Factoring: The Final Frontier

We now need to look beyond our fictional department to that new contract down the street. This new customer will have their own architecture, frameworks, and libraries. In this new environment, we find a need to generalize and factor knowledge in the tools we use to build such model-driven development facilities. We need tools and facilities for defining metamodels, model-to-model transformations, and code generation templates. Armed with these tools, we can set up our environment for model-driven development again.

Looking a little further, we see an industry stuck repeating itself. If we continue the process of driving repetition from our work, the character of this work becomes the elimination of reinvention from implementation to implementation, and vendor to vendor. In other words, for our model-driven approach, we factor the knowledge we've gained about how to factor knowledge into industry standards.
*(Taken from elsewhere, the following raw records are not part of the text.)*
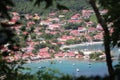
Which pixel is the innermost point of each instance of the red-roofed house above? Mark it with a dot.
(82, 29)
(65, 38)
(76, 16)
(75, 32)
(59, 55)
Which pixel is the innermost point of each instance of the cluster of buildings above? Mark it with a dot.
(53, 25)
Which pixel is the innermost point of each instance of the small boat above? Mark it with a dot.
(73, 64)
(60, 61)
(77, 70)
(41, 67)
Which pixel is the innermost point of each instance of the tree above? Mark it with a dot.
(112, 16)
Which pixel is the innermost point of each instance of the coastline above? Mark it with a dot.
(82, 44)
At its heart, the Model-Driven Architecture is a pattern of tools and standards that allow you to build systems using metamodels, models, model transformations, and code generation templates. The "A" in MDA isn't about the application's architecture. The "A" stands for the facilities and techniques we, as developers, use to build applications. It is an Architecture for building systems, using models.
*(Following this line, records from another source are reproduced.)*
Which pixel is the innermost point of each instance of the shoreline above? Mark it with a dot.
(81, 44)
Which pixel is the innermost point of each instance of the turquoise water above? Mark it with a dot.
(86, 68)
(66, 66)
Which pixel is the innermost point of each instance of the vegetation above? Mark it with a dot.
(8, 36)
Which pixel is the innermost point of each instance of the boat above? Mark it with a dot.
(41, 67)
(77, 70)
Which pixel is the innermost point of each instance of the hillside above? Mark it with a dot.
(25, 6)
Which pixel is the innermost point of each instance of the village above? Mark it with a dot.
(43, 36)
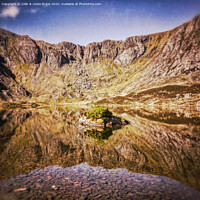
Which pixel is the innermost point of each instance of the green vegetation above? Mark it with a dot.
(99, 112)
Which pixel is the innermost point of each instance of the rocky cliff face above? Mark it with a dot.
(69, 72)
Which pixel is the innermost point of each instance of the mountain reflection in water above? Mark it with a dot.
(37, 138)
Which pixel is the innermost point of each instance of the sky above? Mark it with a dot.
(75, 22)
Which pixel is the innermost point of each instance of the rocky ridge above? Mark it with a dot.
(68, 72)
The essence of MDA lies in its goals of separation of concerns (adhering to the DRY principle), and generalization of its facilities, even to the extent of industry standardization.

The OMG's MDA uses the Meta Object Facility to define metamodels or modeling languages. The forthcoming MOF-QVT (Query View Transformation) specification defines a set of languages (more on this in a future post) for writing model transformation specifications between two or more MOF metamodels. The MOF Model to Text specification (still in its infancy) will define a standard template language for generation of text from MOF-metamodel-based models.

You'll notice I didn't mention UML. The reason is that UML is not central to an MDA approach. Having spoken this heresy, let me soften it a bit by saying that most MDA implementations, including Compuware's OptimalJ, use pieces of UML (most especially the class metamodel and diagrammatic notation). This portion of UML is expressed as a MOF metamodel. In the case of our domain metamodel, UML is extended with features we need for a model-driven... umm... architecture. UML is a general purpose modeling language, not a special-purpose DSL.

To complete our survey of all things DRY, let's finish mapping our efforts to MDA jargon.

The code we don't write anew for each application is factored into frameworks and libraries we selected, like Hibernate, Struts, and the Xerces XML parser. This code also lives in application servers, databases and operating systems that we select. In MDA parlance, the combination of these things is the platform our system will run on. Models that contain information specific to the class of platforms, which includes our particular platform, is said to be a Platform-Specific Model (PSM). We create PSMs using a PSM language or metamodel defined in MOF. In our example, the CRM relational model is an example of a PSM.

In our example, we also have a domain model where Customer is defined. In the domain model we expressed the essence of Customer, absent any technological or implementation-specific decisions. This model is orthogonal to the class of platforms we choose to implement the system on; it is a Platform Independent Model (PIM). Like PSMs, we express PIMs in a PIM language, which, in turn, is defined in MOF.

That, in a nutshell, is what MDA is about. Granted, there's a lot missing from what I've written in these three posts, but you've experienced the main avenue of thought on the matter. In building any MDA implementation, you must go through the process of parceling knowledge into the platform, metamodels, transformations, templates, models, and code. Making all of these choices may not be easy, but it will prove worthwhile.

Going forward I hope to start examining the different points of view within the MDA community. I have my own (colored, naturally, by my experience with OptimalJ), but I intend to call out where my opinion and someone else's opinion diverge. In these three posts, I've voiced my opinion, yet shown a lot of the "fact" that is MDA as we know it today.